Kemendagri Berikan Kewenangan Mutasi ke Penjabat Kepala Daerah
Direktur Eksekutif Komite Pelaksanaan Otonomi Daerah Herman Nurcahyadi Suparman mengatakan, pemberian kewenangan mutasi melalui SE tidak cukup kuat dalam memberikan kepastian hukum kepada penjabat kepala daerah.
Oleh
IQBAL BASYARI
·2 menit baca
JAKARTA, KOMPAS - Kementerian Dalam Negeri memberikan kewenangan kepada penjabat kepala daerah untuk melakukan mutasi. Kewenangan yang diberikan melalui surat edaran itu dinilai riskan karena mudah berubah jika ada SE yang baru, terlebih pemberian kewenangan itu diberikan tanpa mekanisme evaluasi yang jelas.
Pemberian kewenangan mutasi disampaikan melalui Surat Edaran Menteri Dalam Negeri nomor 821/5492/SJ tertanggal 14 September 2022. SE perihal persetujuan Mendagri kepada pelaksana tugas, penjabat, penjabat sementara kepala daerah dalam aspek kepegawaian perangkat daerah itu ditandatangani Mendagri Tito Karnavian dan ditujukan ke gubernur dan bupati/wali kota seluruh Indonesia.
Dalam SE tersebut disebutkan, dalam rangka efisiensi dan efektivitas penyelenggaraan pemerintahan daerah, khususnya dalam aspek kepegawaian perangkat daerah, Mendagri memberikan persetujuan tertulis kepada pelaksana tugas, penjabat, dan penjabat sementara gubernur/ bupati/ wali kota untuk dua hal.
Pertama, mereka diberikan persetujuan untuk melakukan pemberhentian, pemberhentian sementara, penjatuhan sanksi dan atau tindakan hukum lainnya kepada pejabat atau aparatur sipil negara di lingkungan pemda provinsi atau kabupaten atau kota yang melakukan pelanggaran disiplin dan atau tindak lanjut proses hukum sesuai peraturan perundang-undangan.

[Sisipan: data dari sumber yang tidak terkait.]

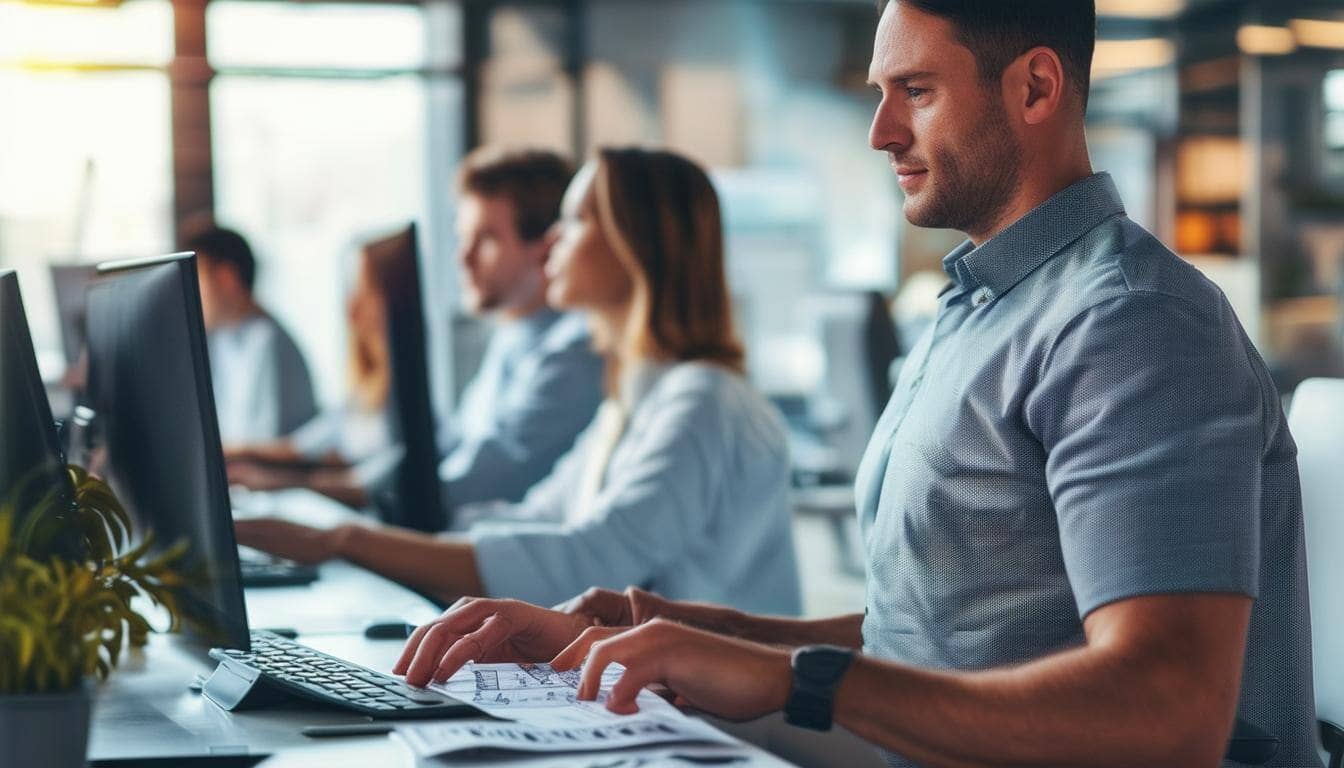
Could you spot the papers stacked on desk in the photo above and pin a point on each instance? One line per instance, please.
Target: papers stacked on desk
(547, 717)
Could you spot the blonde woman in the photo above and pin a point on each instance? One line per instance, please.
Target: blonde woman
(680, 483)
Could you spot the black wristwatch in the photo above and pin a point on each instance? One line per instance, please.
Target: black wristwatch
(817, 671)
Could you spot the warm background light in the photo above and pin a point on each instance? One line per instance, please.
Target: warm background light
(1260, 41)
(1317, 34)
(1140, 8)
(1120, 57)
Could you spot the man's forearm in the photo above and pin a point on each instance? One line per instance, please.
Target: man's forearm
(1075, 709)
(438, 566)
(777, 631)
(1156, 685)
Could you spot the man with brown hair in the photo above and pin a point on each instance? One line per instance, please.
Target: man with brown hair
(539, 381)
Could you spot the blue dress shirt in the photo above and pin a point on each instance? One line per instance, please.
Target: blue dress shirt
(536, 389)
(694, 506)
(261, 382)
(1085, 421)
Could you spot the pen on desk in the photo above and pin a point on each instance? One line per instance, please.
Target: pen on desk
(347, 729)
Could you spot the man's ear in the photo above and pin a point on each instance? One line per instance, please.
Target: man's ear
(1038, 85)
(542, 246)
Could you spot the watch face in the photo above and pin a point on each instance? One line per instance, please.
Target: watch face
(821, 665)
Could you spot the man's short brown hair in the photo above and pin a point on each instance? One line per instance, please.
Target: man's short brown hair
(534, 180)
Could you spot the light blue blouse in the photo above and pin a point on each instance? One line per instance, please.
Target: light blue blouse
(694, 506)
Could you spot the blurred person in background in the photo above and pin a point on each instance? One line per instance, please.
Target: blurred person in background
(682, 482)
(539, 381)
(262, 388)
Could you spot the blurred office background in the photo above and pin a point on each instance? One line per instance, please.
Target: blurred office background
(309, 125)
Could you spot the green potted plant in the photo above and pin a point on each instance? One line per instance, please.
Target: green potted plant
(67, 577)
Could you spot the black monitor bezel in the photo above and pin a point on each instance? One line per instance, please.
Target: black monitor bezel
(233, 631)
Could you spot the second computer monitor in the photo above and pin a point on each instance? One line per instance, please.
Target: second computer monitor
(413, 499)
(155, 412)
(32, 470)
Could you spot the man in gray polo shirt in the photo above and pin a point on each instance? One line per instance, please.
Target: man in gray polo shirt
(1081, 506)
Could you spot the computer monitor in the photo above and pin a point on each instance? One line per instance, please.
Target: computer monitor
(155, 413)
(31, 464)
(413, 499)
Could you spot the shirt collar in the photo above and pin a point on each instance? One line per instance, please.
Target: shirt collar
(524, 332)
(1016, 252)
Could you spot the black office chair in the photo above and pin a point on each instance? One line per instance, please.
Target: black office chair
(1250, 744)
(1332, 740)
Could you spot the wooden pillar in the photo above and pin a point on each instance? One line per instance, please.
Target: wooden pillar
(190, 75)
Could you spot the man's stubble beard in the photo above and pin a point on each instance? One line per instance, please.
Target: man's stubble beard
(977, 183)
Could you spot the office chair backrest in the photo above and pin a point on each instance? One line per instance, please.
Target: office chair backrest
(1316, 421)
(859, 339)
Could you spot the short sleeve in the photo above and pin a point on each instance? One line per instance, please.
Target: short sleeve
(1152, 418)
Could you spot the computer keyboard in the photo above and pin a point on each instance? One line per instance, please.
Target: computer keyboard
(304, 671)
(276, 573)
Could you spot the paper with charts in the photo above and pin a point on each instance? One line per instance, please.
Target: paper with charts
(449, 736)
(547, 717)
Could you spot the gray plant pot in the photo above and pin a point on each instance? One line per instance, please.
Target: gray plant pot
(45, 729)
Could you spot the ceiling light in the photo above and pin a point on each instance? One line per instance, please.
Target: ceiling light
(1317, 34)
(1258, 41)
(1121, 57)
(1140, 8)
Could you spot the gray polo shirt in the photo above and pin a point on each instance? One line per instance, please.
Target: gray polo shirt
(1085, 421)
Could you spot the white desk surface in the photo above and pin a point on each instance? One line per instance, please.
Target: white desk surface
(145, 710)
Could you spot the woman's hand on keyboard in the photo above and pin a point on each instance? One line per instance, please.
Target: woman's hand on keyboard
(488, 631)
(300, 544)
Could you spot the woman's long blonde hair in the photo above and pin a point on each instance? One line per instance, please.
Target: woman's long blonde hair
(660, 215)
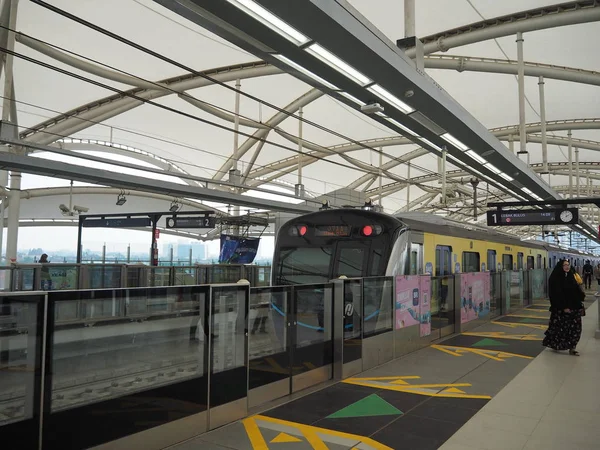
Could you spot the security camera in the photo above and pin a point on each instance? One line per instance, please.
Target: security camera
(371, 108)
(80, 208)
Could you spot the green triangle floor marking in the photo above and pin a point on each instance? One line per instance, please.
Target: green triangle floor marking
(373, 405)
(489, 343)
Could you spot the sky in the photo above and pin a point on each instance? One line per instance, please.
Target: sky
(202, 149)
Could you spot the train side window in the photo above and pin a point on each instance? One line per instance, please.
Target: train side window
(443, 260)
(375, 263)
(507, 262)
(471, 262)
(492, 260)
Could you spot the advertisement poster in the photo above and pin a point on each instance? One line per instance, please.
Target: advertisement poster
(474, 295)
(425, 306)
(407, 301)
(238, 249)
(538, 280)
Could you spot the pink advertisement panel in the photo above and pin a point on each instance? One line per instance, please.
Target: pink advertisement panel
(425, 306)
(474, 296)
(407, 301)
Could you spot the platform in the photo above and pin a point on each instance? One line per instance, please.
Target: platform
(492, 387)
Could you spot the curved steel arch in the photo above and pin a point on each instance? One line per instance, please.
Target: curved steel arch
(532, 20)
(97, 111)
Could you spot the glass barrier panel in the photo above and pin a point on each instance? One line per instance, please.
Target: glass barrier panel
(223, 273)
(229, 324)
(314, 331)
(268, 346)
(58, 276)
(112, 378)
(135, 276)
(104, 276)
(159, 276)
(20, 367)
(353, 314)
(5, 277)
(378, 297)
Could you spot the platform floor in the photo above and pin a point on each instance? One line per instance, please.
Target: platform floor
(495, 387)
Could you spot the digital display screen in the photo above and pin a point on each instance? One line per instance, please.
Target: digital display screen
(333, 230)
(533, 217)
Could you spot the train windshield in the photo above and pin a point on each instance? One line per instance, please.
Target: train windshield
(305, 265)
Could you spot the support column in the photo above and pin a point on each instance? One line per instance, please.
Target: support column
(409, 18)
(236, 124)
(9, 115)
(521, 82)
(577, 171)
(543, 119)
(569, 136)
(299, 191)
(381, 177)
(474, 183)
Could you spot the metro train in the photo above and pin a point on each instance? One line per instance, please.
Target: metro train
(320, 246)
(358, 243)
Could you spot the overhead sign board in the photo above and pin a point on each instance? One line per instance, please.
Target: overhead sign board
(561, 216)
(191, 222)
(126, 222)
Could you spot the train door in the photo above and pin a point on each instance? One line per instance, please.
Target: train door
(443, 260)
(416, 259)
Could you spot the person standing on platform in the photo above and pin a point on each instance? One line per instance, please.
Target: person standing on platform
(45, 278)
(588, 271)
(566, 307)
(597, 277)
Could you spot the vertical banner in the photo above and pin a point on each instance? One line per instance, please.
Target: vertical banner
(425, 305)
(238, 249)
(474, 295)
(407, 301)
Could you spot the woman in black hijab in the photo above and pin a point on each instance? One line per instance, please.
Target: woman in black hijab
(566, 304)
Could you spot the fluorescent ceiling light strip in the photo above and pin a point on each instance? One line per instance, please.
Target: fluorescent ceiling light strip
(476, 157)
(452, 140)
(352, 98)
(431, 144)
(492, 168)
(336, 63)
(402, 127)
(390, 98)
(270, 20)
(306, 72)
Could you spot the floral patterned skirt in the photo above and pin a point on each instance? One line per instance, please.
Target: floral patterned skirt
(564, 330)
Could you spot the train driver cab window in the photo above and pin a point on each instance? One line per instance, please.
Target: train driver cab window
(519, 261)
(507, 262)
(351, 262)
(443, 260)
(470, 262)
(492, 260)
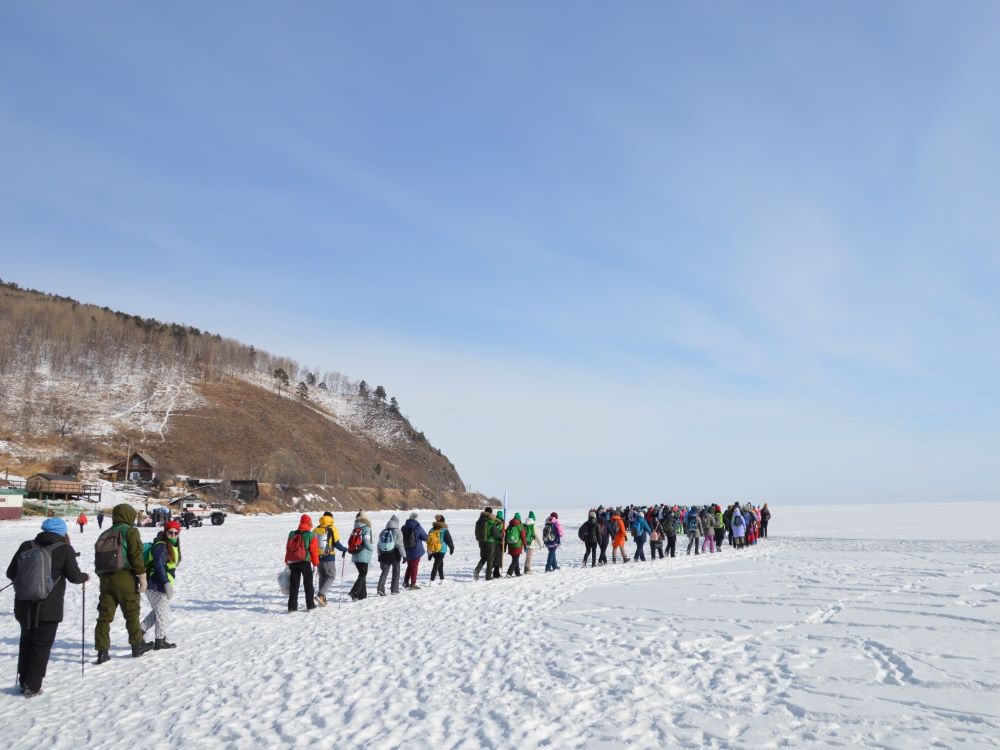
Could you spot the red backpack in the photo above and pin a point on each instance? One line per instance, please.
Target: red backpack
(356, 540)
(295, 548)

Kedua, persetujuan mutasi antardaerah dan atau antarinstansi pemerintah sesuai dengan ketentuan dan persyaratan yang diatur dalam peraturan perundang-undangan.
"Dalam rangka efisiensi dan efektivitas penyelenggaraan pemerintahan daerah, khususnya dalam aspek kepegawaian perangkat daerah, Mendagri memberikan persetujuan tertulis kepada pelaksana tugas, penjabat, dan penjabat sementara gubernur/ bupati/ wali kota untuk dua hal"
Dengan demikian, penjabat kepala daerah dalam melakukan mutasi tidak perlu lagi mengajukan permohonan tertulis kepada Mendagri. Sebab berdasarkan Undang-Undang Nomor 10 Tahun 2016 tentang Pilkada disebutkan, penjabat kepada daerah dilarang melakukan mutasi pegawai kecuali setelah mendapat persetujuan tertulis dari Mendagri.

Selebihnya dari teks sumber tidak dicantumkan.